5/10
Hatchet Job
1 March 2007
Warning: Spoilers
This might have made it under the wire as a passable comedy in 1950 but seen today (yesterday, in fact, on British TV) it is just this side of dire. Husband and wife team Richard Sale and Mary Loos (neice of Anita) came up with one of those 'train in trouble' plots that enjoyed a mini vogue in the fifties (see: It Happened To Jane) that runs out of steam (pun intended) long before halfway. There's no real chemistry between Dan Dailey and Ann Baxter and Rory Calhoun who usually played the good guy phoned it in as the heavy attempting to prevent the inaugural run of a train in Colarado. In 1950, of course, no one noticed Marilyn Monroe (or Jack Elam, for that matter) but now they're using her name to promote this piece of cheese.
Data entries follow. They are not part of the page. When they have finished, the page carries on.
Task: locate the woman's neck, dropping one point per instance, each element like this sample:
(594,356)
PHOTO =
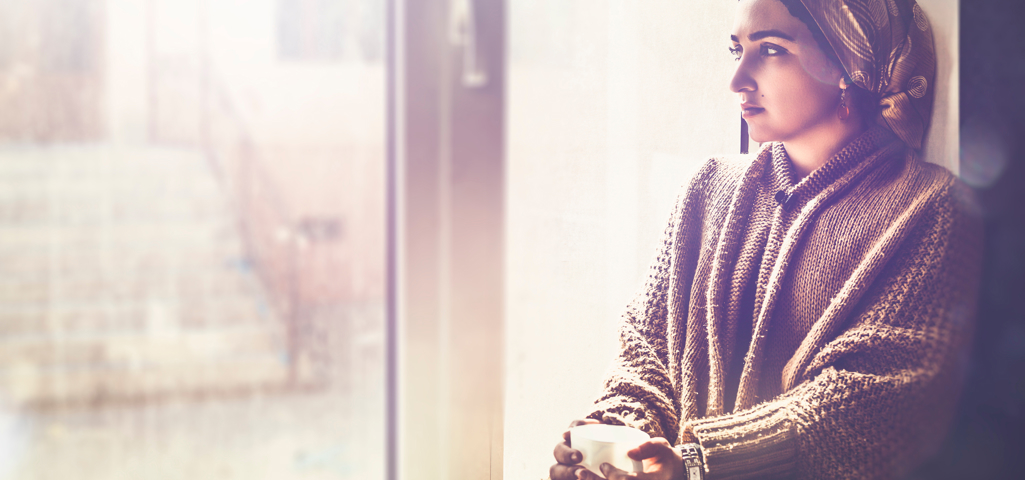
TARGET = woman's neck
(811,151)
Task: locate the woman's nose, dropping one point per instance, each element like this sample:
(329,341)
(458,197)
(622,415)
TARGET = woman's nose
(742,80)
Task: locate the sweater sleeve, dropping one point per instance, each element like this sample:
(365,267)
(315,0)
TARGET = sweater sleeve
(639,391)
(876,398)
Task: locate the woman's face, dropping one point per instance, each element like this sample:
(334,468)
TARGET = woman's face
(788,87)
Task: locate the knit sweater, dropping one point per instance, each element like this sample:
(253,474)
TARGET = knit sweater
(817,328)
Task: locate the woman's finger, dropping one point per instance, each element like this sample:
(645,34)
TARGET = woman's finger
(656,447)
(566,454)
(564,472)
(612,473)
(588,475)
(583,422)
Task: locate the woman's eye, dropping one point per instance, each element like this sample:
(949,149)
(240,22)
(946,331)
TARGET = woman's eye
(736,51)
(772,50)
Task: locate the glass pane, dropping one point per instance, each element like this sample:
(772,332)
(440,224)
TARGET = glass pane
(612,105)
(192,225)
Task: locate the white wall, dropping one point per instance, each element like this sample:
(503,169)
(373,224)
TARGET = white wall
(611,105)
(942,145)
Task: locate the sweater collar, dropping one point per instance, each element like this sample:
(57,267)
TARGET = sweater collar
(784,177)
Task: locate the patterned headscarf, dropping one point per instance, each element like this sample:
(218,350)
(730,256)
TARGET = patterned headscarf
(886,46)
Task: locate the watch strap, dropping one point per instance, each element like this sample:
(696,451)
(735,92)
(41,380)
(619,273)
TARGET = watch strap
(693,464)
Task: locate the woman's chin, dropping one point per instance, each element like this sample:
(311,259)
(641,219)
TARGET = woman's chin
(761,137)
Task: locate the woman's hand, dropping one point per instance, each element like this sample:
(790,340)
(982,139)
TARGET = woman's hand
(661,462)
(566,457)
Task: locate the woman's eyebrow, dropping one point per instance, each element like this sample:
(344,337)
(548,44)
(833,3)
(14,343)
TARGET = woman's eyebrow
(763,34)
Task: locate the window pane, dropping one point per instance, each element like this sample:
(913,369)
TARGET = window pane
(192,226)
(611,106)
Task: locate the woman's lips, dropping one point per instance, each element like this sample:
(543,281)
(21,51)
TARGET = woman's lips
(750,110)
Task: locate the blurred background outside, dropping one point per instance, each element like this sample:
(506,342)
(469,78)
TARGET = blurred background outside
(192,223)
(192,239)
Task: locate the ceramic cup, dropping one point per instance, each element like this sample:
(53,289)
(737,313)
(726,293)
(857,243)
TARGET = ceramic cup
(607,443)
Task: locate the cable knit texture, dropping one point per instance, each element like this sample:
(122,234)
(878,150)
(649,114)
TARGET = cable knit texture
(818,332)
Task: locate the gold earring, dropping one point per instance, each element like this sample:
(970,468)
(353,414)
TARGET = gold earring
(843,112)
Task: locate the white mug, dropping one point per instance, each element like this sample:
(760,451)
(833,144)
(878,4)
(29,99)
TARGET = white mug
(607,444)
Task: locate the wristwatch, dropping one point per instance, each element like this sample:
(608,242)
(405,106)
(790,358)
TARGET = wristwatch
(692,461)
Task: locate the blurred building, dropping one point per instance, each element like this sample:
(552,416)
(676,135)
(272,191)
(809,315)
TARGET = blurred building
(192,195)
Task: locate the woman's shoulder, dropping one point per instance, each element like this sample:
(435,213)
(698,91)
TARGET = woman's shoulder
(721,171)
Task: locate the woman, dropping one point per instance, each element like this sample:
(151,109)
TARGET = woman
(811,310)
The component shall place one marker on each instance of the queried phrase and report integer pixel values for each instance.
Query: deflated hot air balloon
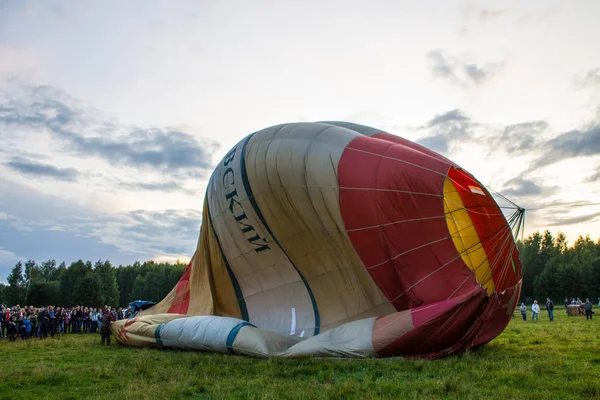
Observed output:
(336, 239)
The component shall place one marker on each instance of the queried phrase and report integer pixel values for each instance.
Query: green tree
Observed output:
(126, 276)
(33, 273)
(69, 282)
(88, 291)
(44, 293)
(16, 286)
(108, 282)
(3, 294)
(48, 270)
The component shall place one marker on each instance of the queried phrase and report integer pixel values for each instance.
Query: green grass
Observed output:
(530, 360)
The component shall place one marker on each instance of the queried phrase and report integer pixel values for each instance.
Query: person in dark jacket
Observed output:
(12, 329)
(43, 321)
(587, 307)
(550, 308)
(107, 318)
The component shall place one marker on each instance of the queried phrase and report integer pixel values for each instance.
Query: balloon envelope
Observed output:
(337, 239)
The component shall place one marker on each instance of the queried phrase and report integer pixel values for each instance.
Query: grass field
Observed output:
(530, 360)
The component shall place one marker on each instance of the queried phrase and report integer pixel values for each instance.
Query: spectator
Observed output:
(107, 318)
(523, 311)
(588, 309)
(550, 308)
(535, 311)
(12, 329)
(43, 321)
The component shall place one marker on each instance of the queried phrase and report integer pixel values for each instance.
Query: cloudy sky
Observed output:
(113, 114)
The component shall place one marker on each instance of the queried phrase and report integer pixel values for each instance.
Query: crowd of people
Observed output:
(31, 322)
(582, 307)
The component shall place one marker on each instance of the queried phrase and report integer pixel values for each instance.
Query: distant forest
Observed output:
(88, 284)
(550, 269)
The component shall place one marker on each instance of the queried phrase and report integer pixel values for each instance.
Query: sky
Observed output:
(113, 114)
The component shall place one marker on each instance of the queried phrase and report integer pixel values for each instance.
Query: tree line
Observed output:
(88, 284)
(553, 269)
(550, 269)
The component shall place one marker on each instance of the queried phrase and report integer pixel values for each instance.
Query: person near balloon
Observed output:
(523, 311)
(550, 308)
(107, 318)
(535, 311)
(587, 306)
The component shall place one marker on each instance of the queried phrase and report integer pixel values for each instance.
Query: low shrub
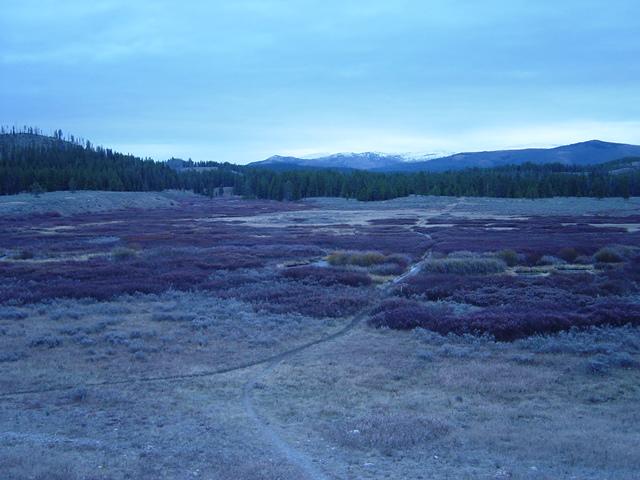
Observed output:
(550, 260)
(402, 314)
(120, 254)
(48, 341)
(24, 255)
(608, 255)
(327, 276)
(465, 266)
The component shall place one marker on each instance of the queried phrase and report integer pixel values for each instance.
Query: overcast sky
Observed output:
(241, 80)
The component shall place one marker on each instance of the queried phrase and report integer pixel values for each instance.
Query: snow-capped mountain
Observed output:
(584, 153)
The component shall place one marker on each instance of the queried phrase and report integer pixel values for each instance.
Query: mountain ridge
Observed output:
(582, 153)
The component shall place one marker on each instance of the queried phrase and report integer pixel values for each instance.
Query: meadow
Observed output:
(175, 336)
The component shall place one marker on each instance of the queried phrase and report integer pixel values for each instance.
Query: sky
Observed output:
(241, 80)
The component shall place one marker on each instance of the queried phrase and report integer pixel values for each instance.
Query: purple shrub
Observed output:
(327, 276)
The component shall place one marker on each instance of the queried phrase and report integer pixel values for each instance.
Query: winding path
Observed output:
(268, 432)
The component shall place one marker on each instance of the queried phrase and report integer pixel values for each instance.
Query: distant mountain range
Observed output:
(584, 153)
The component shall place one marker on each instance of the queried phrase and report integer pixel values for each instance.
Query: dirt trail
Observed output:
(268, 432)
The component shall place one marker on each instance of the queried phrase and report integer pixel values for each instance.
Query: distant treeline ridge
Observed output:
(32, 162)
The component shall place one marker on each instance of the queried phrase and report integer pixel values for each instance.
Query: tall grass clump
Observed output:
(612, 254)
(510, 257)
(360, 259)
(465, 266)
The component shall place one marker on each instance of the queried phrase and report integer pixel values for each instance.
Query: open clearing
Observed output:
(170, 336)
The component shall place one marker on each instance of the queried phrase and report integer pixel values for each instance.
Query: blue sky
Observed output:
(241, 80)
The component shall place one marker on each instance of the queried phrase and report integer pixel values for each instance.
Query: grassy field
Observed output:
(151, 336)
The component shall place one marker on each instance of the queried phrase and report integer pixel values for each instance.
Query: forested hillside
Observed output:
(33, 162)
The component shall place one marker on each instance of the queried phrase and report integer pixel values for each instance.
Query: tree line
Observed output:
(32, 162)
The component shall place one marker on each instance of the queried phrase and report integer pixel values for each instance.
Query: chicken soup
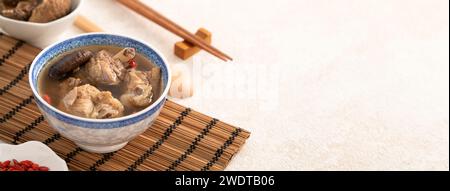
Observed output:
(100, 82)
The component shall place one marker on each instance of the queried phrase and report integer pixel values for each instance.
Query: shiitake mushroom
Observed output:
(63, 67)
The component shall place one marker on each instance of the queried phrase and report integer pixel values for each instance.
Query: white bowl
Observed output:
(40, 34)
(34, 151)
(99, 135)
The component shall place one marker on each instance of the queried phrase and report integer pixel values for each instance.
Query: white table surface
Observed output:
(322, 85)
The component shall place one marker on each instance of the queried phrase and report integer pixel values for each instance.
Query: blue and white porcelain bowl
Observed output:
(99, 135)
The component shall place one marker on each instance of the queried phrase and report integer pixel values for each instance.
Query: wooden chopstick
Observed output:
(164, 22)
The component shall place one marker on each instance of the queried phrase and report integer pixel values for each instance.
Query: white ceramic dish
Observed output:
(40, 34)
(34, 151)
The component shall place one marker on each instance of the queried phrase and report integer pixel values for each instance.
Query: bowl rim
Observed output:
(72, 13)
(161, 98)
As one of Connie Gilchrist's 'ladies' she just about registers. Will Wright (coincidentally featured on the same channel two days earlier in the same slot as the killer in The Blue Dahlia) is lumbered with a cross between a tough sheriff and a would-be comedian and fails to make a decent fist of either. Ironically Richard Sale went on to write a half-decent novel, The Oscar, an expose of the manipulations surrounding the annual Academy Award but this entry wouldn't have got within sniffing distance of a gong.